What runs on Bio-Ethanol now then?
- Morrisons opened the first UK bio-ethanol E85 filling pump in March 2006 coinciding with the first deliveries of the Saab 9-5 BioPower flex-fuel car. Morrisons has 274 petrol forecourts across the UK and will sell E85 at four outlets in East Anglia and five outlets in Somerset, where the police are running Flexi Fuel Ford Focus cars.
- The 9-5 Saab, which can sense what fuel it has, gains 20% BHP and 16% torque when running on E85 compared to regular unleaded petrol. On E85, the fossil emissions of the Saab 9-5 are typically 50-70% cleaner than when running on petrol. (Source: www.saab.co.uk)
- Renewables East, the public-funded renewable energy agency for the East of England, project that developing this biofuel market has the opportunity to create and secure up to 10,000 jobs in agriculture and fuel production in the UK.
Around the World
- 50% of ALL cars sold in Brazil are FLEX FUEL VEHICLES (FFVs)– that’s over three quarters of a million vehicles a year. Even though bio-ethanol is only 25% of Brazil’s energy.

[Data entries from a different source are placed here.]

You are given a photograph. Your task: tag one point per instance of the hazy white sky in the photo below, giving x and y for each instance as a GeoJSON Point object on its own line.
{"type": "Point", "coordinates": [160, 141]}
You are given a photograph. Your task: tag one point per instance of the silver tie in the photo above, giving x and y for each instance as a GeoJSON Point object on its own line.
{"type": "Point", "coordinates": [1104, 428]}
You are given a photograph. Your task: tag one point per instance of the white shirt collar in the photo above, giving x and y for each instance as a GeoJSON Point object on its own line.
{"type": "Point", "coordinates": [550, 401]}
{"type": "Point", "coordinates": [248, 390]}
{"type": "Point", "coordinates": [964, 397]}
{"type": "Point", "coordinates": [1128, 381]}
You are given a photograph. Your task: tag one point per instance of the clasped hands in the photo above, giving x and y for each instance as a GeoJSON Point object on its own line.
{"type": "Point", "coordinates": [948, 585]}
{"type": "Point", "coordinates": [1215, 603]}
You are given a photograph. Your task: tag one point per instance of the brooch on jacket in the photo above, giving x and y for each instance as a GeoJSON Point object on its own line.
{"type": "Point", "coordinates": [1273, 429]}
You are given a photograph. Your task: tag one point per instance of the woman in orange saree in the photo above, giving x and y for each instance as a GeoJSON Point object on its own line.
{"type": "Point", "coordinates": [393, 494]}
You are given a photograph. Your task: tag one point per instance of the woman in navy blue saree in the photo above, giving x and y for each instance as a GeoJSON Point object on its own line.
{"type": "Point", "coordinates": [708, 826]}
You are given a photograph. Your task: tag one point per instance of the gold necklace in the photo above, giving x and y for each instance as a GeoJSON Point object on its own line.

- Ford and GM are both (independently) actively involved to increase public awareness of bio-ethanol and to increase the availability of E85 in the USA. GM is spending ‘tens of millions of dollars’ on ethanol campaigning.
- Ford will produce 250,000 FFVs in the USA in 2006, and is also committed to sell FFVs in Canada, Europe, Brazil and Thailand.
- 4.5 million flexi fuel vehicles have been sold by General Motors.
- GM has eight model lines which are FFVs, 1.3 million FFVs on the road and will build a further 400,000 in 2006.
- Saab has six FFV production lines in Brazil and has recently launched the 9-5 as an FFV in Sweden. Daimler Chrysler has five FFV model lines in the USA. Renault is active with ethanol and has one model line in Brazil, VAG has five lines in Brazil. Volvo has two FFV models.
- In Thailand, sales of GASAHOL which is 10% ethanol and 90% petrol, have QUADRUPLED from 2004 to 2005.
- In the USA, E85 fuel is cheaper than petrol – it’s the tax that changes the prices.